Evento que reuniu as forças políticas de Mato Grosso do Sul, após André Puccinelli anunciar sua desistência de concorrer ao Senado, ficou clara a disposição de petistas e peessedebistas trabalharem pela coligação que reúna os partidos que são antagônicos em nível federal
Tendo ciência de que é a personalidade política mais disputada para as coligações que se pretende em Mato Grosso do Sul, o deputado federal Reinaldo Azambuja (PSDB) já tem traçadas suas estratégias que serão decisivas na hora de anunciar com quem comporá o palanque na corrida eleitoral de outubro deste ano.
Azambuja não esconde sua preferência em integrar a chapa do pré-candidato ao governo do Estado, Delcídio do Amaral (PT), ainda que essa coligação contrarie as lideranças de ambos os partidos na esfera nacional. Porém, para vencer a resistência de parte do PSDB. o pré-candidato ao Senado possui algumas cartas na manga.

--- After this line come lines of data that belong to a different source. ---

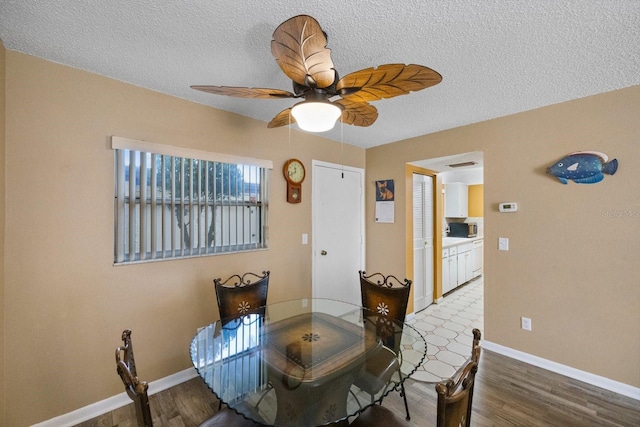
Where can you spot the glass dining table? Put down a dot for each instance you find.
(294, 363)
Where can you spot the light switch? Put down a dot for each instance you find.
(503, 243)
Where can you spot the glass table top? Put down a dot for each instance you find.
(294, 363)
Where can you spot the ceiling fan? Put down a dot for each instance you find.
(299, 46)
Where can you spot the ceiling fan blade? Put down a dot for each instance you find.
(299, 46)
(246, 92)
(357, 113)
(283, 118)
(386, 81)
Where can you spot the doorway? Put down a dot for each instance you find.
(338, 231)
(423, 241)
(467, 168)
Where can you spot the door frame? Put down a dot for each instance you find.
(437, 229)
(314, 231)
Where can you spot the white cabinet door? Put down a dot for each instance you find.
(465, 264)
(477, 257)
(456, 198)
(453, 268)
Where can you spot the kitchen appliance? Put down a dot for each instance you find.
(463, 229)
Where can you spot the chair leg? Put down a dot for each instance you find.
(404, 396)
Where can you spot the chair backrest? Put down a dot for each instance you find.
(455, 397)
(385, 298)
(136, 389)
(240, 295)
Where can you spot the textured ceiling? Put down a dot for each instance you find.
(497, 57)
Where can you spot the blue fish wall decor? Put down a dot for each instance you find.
(583, 167)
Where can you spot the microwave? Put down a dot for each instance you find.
(463, 229)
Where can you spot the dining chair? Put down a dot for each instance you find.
(239, 295)
(384, 302)
(136, 389)
(455, 396)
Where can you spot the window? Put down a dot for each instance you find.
(175, 203)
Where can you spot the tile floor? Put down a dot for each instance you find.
(447, 328)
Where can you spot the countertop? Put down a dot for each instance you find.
(453, 241)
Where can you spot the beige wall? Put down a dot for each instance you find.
(68, 303)
(573, 262)
(2, 227)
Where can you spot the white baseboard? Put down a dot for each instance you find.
(112, 403)
(96, 409)
(586, 377)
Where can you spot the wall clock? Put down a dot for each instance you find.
(294, 173)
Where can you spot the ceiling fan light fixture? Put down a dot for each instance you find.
(316, 116)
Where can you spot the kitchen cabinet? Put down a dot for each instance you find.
(465, 264)
(449, 269)
(477, 257)
(456, 197)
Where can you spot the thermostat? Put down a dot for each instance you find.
(508, 207)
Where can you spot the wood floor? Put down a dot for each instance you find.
(507, 393)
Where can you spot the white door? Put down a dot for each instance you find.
(422, 241)
(338, 231)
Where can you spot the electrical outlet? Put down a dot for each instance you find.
(503, 243)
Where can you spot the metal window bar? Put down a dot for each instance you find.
(169, 207)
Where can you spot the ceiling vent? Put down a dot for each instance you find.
(461, 165)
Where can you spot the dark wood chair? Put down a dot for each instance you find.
(455, 396)
(240, 295)
(384, 302)
(136, 389)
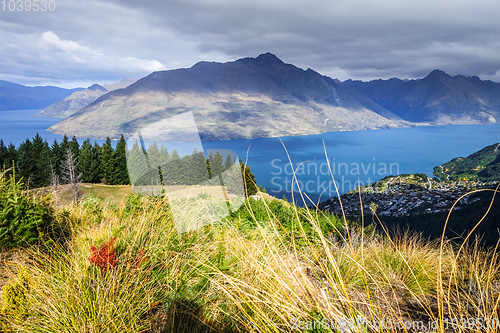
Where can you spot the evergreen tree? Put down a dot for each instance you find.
(64, 145)
(121, 172)
(249, 180)
(55, 158)
(3, 156)
(137, 166)
(41, 159)
(87, 166)
(186, 171)
(75, 148)
(108, 163)
(198, 168)
(164, 156)
(228, 163)
(173, 173)
(70, 174)
(25, 163)
(216, 164)
(12, 155)
(96, 163)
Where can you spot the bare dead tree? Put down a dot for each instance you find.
(70, 175)
(54, 183)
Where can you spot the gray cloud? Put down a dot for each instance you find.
(357, 39)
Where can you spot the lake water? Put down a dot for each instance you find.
(363, 156)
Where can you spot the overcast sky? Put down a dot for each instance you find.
(82, 42)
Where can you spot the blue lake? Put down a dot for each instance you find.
(363, 156)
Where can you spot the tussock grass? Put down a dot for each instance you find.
(270, 267)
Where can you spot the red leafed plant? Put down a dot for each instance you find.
(104, 257)
(140, 259)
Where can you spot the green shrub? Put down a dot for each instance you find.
(15, 301)
(25, 219)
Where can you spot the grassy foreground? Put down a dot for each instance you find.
(269, 267)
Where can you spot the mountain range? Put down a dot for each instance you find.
(246, 98)
(438, 98)
(18, 97)
(483, 165)
(80, 99)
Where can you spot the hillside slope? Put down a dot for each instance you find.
(438, 98)
(18, 97)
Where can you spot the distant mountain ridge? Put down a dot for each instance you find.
(437, 98)
(15, 96)
(246, 98)
(80, 99)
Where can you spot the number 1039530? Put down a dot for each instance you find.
(27, 5)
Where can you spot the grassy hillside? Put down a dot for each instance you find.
(268, 267)
(483, 165)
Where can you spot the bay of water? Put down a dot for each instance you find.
(354, 158)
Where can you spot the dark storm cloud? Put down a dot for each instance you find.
(354, 38)
(359, 39)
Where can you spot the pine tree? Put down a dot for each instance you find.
(228, 163)
(173, 169)
(41, 159)
(96, 163)
(55, 158)
(25, 162)
(108, 163)
(249, 180)
(3, 156)
(137, 165)
(198, 167)
(216, 164)
(186, 170)
(12, 154)
(75, 148)
(87, 165)
(121, 173)
(70, 174)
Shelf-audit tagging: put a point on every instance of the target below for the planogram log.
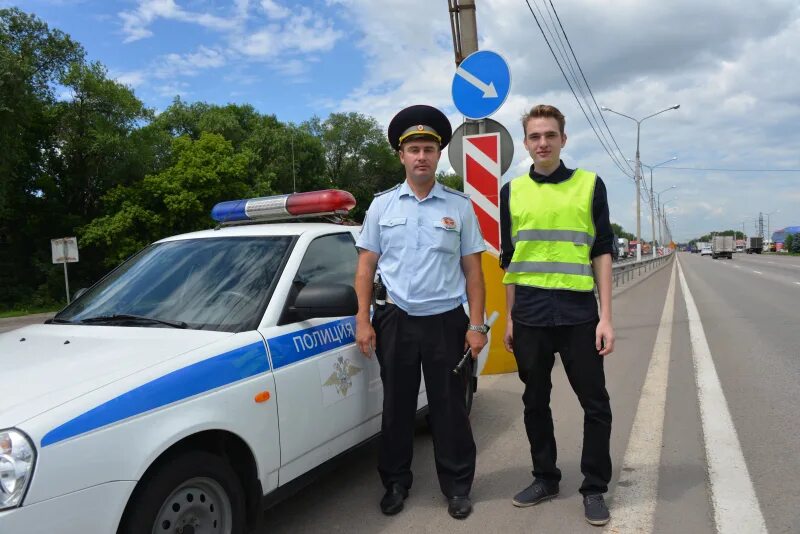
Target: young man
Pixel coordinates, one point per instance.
(556, 242)
(425, 241)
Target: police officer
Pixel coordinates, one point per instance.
(424, 240)
(556, 242)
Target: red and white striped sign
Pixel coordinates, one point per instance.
(482, 174)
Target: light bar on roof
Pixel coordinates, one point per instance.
(310, 204)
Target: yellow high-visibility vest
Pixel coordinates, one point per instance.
(553, 232)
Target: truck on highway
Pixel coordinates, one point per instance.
(722, 246)
(755, 245)
(622, 247)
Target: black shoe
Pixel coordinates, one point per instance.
(537, 492)
(392, 501)
(459, 507)
(596, 509)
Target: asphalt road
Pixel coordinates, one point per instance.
(675, 469)
(750, 321)
(12, 323)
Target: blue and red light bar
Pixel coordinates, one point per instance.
(310, 204)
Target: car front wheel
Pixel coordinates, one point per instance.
(195, 493)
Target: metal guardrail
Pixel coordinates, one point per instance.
(626, 271)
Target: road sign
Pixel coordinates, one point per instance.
(482, 184)
(481, 84)
(455, 150)
(65, 250)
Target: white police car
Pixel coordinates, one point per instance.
(192, 382)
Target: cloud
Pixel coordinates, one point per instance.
(132, 79)
(298, 33)
(732, 65)
(204, 58)
(135, 24)
(274, 10)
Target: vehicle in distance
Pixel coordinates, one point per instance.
(755, 245)
(200, 380)
(622, 248)
(722, 246)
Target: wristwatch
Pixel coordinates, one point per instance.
(482, 328)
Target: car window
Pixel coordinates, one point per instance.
(210, 284)
(328, 259)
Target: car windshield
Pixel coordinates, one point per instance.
(209, 284)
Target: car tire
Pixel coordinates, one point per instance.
(196, 488)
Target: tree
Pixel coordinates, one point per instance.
(453, 181)
(34, 59)
(176, 200)
(357, 156)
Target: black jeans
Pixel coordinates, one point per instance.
(435, 343)
(534, 349)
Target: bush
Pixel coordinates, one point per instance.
(795, 245)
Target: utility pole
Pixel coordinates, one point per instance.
(464, 28)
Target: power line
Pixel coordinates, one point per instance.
(572, 89)
(729, 170)
(587, 85)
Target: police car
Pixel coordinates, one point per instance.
(184, 390)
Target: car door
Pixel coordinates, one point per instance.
(329, 394)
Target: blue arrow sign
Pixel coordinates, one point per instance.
(481, 84)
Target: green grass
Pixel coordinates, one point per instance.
(28, 311)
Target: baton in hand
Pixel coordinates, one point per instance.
(468, 353)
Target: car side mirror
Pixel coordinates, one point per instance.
(325, 300)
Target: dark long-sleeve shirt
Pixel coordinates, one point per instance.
(535, 306)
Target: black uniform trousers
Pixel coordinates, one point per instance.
(436, 343)
(534, 349)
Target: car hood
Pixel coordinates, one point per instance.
(44, 366)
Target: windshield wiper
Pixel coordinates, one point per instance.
(126, 317)
(59, 321)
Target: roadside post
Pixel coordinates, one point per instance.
(481, 151)
(65, 250)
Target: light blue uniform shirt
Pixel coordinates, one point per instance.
(420, 244)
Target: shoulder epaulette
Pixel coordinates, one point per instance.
(455, 192)
(379, 193)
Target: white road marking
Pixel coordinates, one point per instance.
(733, 498)
(635, 497)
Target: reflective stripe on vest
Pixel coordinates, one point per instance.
(579, 238)
(553, 232)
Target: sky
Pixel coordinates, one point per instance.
(732, 65)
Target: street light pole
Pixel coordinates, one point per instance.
(663, 212)
(652, 198)
(769, 232)
(638, 172)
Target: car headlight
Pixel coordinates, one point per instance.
(17, 457)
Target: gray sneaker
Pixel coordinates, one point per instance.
(537, 492)
(596, 510)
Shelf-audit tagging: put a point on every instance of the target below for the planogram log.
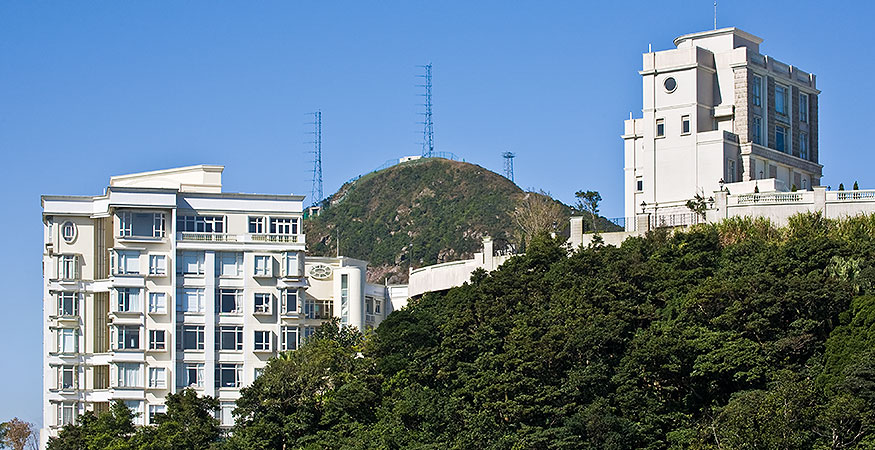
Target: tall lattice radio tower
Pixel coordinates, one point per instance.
(428, 125)
(508, 165)
(316, 191)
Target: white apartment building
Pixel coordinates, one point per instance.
(717, 112)
(165, 282)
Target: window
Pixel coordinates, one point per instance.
(67, 265)
(128, 375)
(291, 266)
(262, 341)
(128, 300)
(192, 263)
(290, 301)
(127, 262)
(154, 410)
(192, 337)
(283, 225)
(262, 303)
(228, 375)
(803, 145)
(127, 337)
(192, 300)
(157, 340)
(263, 266)
(290, 338)
(344, 299)
(66, 413)
(200, 224)
(157, 302)
(230, 301)
(68, 231)
(157, 265)
(781, 106)
(68, 340)
(256, 225)
(229, 264)
(157, 378)
(101, 376)
(803, 107)
(148, 225)
(757, 91)
(192, 375)
(66, 377)
(781, 138)
(68, 303)
(136, 407)
(757, 130)
(730, 171)
(229, 338)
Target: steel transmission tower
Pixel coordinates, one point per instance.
(508, 165)
(316, 191)
(428, 129)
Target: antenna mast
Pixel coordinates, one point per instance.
(316, 191)
(508, 165)
(428, 129)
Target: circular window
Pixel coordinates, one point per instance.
(68, 231)
(320, 271)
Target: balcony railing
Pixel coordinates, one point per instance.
(206, 237)
(851, 196)
(275, 237)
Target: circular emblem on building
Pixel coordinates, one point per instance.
(320, 271)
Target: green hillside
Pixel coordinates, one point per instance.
(421, 212)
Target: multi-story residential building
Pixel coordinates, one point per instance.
(717, 112)
(165, 282)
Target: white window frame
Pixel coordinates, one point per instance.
(157, 378)
(154, 410)
(65, 335)
(185, 303)
(262, 266)
(260, 306)
(157, 303)
(263, 341)
(782, 92)
(236, 332)
(224, 261)
(74, 303)
(156, 344)
(127, 300)
(287, 295)
(757, 91)
(129, 375)
(157, 265)
(287, 332)
(803, 107)
(237, 294)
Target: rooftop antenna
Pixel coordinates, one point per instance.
(316, 191)
(508, 165)
(428, 129)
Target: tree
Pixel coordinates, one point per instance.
(537, 213)
(589, 201)
(18, 434)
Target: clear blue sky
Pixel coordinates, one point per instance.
(93, 89)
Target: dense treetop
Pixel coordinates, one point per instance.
(730, 336)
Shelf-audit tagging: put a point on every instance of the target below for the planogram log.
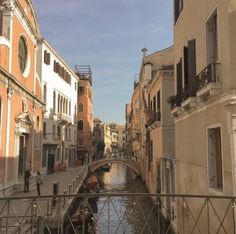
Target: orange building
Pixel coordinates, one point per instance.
(85, 112)
(21, 105)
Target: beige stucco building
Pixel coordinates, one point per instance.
(204, 106)
(21, 103)
(85, 112)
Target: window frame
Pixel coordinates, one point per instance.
(26, 67)
(215, 189)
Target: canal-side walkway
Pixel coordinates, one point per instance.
(19, 204)
(63, 178)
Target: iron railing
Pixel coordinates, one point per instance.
(175, 101)
(209, 74)
(168, 214)
(154, 117)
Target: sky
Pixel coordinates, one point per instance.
(108, 35)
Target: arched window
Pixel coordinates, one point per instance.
(22, 54)
(80, 125)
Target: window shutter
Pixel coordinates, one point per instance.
(191, 62)
(179, 78)
(176, 2)
(48, 58)
(186, 66)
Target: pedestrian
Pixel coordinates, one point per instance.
(39, 182)
(27, 177)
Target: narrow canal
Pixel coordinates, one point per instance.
(124, 214)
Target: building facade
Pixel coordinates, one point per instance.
(203, 106)
(21, 103)
(59, 90)
(85, 113)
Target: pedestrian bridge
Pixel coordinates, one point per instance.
(135, 166)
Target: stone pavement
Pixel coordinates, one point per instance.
(10, 212)
(64, 178)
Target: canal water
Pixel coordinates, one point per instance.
(124, 214)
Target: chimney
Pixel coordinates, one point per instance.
(144, 50)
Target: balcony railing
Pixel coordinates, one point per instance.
(154, 117)
(209, 74)
(189, 91)
(64, 118)
(175, 101)
(169, 213)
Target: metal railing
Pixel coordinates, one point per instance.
(167, 214)
(175, 101)
(209, 74)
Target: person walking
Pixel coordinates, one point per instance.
(27, 177)
(39, 182)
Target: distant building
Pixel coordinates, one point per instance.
(85, 112)
(59, 85)
(21, 103)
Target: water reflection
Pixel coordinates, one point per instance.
(123, 214)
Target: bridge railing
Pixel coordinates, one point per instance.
(167, 214)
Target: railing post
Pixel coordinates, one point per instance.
(234, 210)
(158, 216)
(208, 217)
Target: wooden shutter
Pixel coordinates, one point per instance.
(186, 81)
(191, 62)
(176, 3)
(179, 78)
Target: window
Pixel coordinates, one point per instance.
(178, 4)
(58, 132)
(66, 132)
(46, 57)
(54, 101)
(54, 130)
(58, 104)
(212, 39)
(22, 54)
(81, 90)
(179, 77)
(44, 129)
(45, 92)
(37, 132)
(81, 108)
(0, 121)
(69, 133)
(80, 125)
(215, 175)
(70, 108)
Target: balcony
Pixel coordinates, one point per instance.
(155, 118)
(189, 99)
(63, 118)
(175, 104)
(208, 82)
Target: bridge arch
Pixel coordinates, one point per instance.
(95, 165)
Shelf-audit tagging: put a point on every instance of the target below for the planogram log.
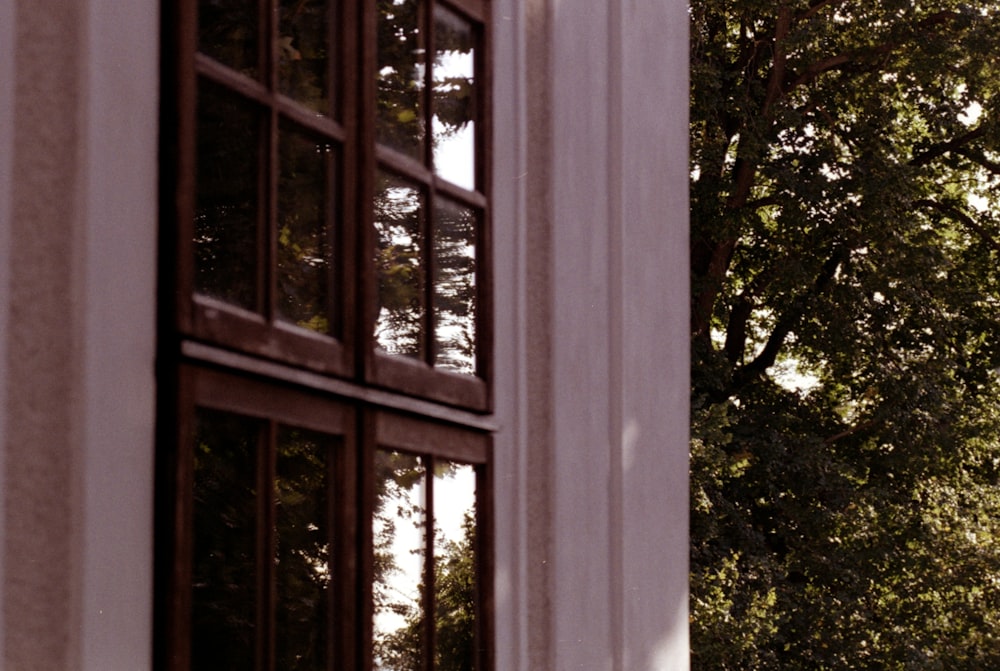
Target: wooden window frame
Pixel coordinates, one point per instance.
(351, 354)
(218, 356)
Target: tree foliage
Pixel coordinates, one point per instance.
(845, 301)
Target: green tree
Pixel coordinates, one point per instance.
(845, 305)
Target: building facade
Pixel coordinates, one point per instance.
(589, 331)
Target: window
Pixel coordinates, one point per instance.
(325, 345)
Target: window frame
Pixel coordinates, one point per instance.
(218, 356)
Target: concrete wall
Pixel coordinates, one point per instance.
(591, 225)
(590, 219)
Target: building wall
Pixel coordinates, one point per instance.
(79, 304)
(592, 224)
(590, 220)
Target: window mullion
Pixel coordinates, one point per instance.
(265, 546)
(430, 628)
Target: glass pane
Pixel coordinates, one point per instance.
(455, 572)
(398, 532)
(401, 72)
(454, 287)
(454, 95)
(304, 251)
(223, 613)
(302, 550)
(304, 52)
(225, 225)
(227, 31)
(400, 266)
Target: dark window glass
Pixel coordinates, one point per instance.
(302, 550)
(399, 530)
(226, 210)
(223, 581)
(324, 266)
(228, 31)
(401, 76)
(305, 249)
(305, 52)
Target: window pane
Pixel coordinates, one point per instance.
(304, 251)
(454, 286)
(400, 266)
(302, 550)
(455, 562)
(398, 532)
(454, 113)
(224, 610)
(227, 31)
(225, 226)
(401, 72)
(304, 52)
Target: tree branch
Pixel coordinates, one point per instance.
(942, 148)
(962, 218)
(979, 158)
(767, 357)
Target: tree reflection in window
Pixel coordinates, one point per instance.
(454, 299)
(231, 457)
(399, 263)
(454, 98)
(406, 583)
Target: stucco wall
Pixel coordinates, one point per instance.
(591, 220)
(79, 306)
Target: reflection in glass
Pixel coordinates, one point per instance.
(304, 277)
(454, 567)
(398, 533)
(454, 298)
(304, 52)
(223, 610)
(399, 328)
(302, 550)
(401, 71)
(227, 31)
(454, 97)
(225, 224)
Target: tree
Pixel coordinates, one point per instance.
(845, 305)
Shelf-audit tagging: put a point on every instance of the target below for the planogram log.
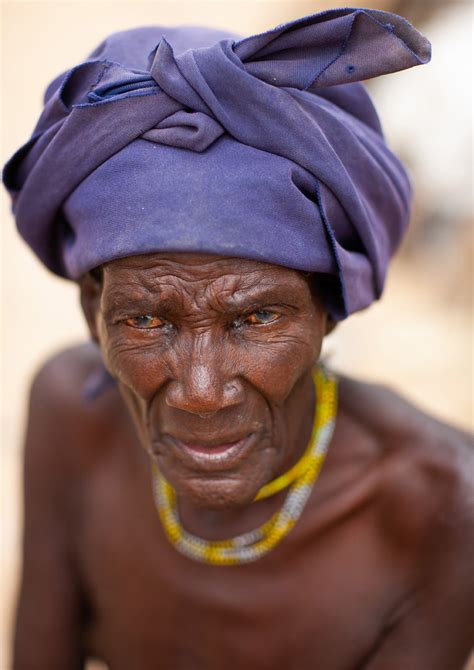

“É certo que haverão embates a nível nacional, contudo nunca escondemos que, caso se concretize essa coligação aqui no Estado, estaremos em dois palanques. O PT evidentemente trabalhará pela reeleição da presidente Dilma Rousseff, e nós defenderemos o que o Aécio Neves, o Fernando Henrique e a executiva nacional acreditam que seja o melhor para o país”, pontuou.
Embora num primeiro momento, a chapa entre tucanos e petistas se equipare a um casamento em que os noivos não podem se dar as mãos, Reinaldo Azambuja enxerga com naturalidade a parceria, tendo em vista o interesse maior, que é o bem popular. “O que nos une é o cenário estadual, reforçado por nossa afinidade em defender projetos que visem o desenvolvimento do Estado. Temos similaridade em diversos aspectos que defendemos e isso facilita e muito”, relatou.
Confirmando o desejo pelo entendimento, e seguindo na mesma linha de raciocínio, Delcídio do Amaral reforça o coro e demonstra claro interesse em ter o tucano reforçando seu palanque. “É certo que existe o enfrentamento entre PT e PSDB a nível nacional e infelizmente parece que eles querem distribuir isso pro Brasil inteiro quando na verdade cada Estado tem uma realidade diferente. Vamos analisar os quadros, cientes das dificuldades, porém enxergo tudo isso de forma natural”, afirmou o petista dando sinais de que as diretrizes nacionais não serão empecilhos para uma parceria em âmbito estadual.
"Com Nelsinho, sem papo", dessa forma direta e defendendo a aliança PT e PMDB, o deputado federal Vander Loubet (PT) reforçou o “empurrãozinho” para unir as duas siglas. O deputado fez uma breve avaliação sobre uma possível aliança dos petistas com o PMDB, que desde o início deixou claro que não abre mão de encabeçar a majoritária, lançando o nome de Nelson Trad Filho. “Só poderíamos pensar em uma aliança com o PMDB se eles retirarem a candidatura do Nelsinho, caso isso não aconteça, não existe possibilidade. Hoje vejo mais consolidada a possibilidade de uma aliança com o PSDB”, completou.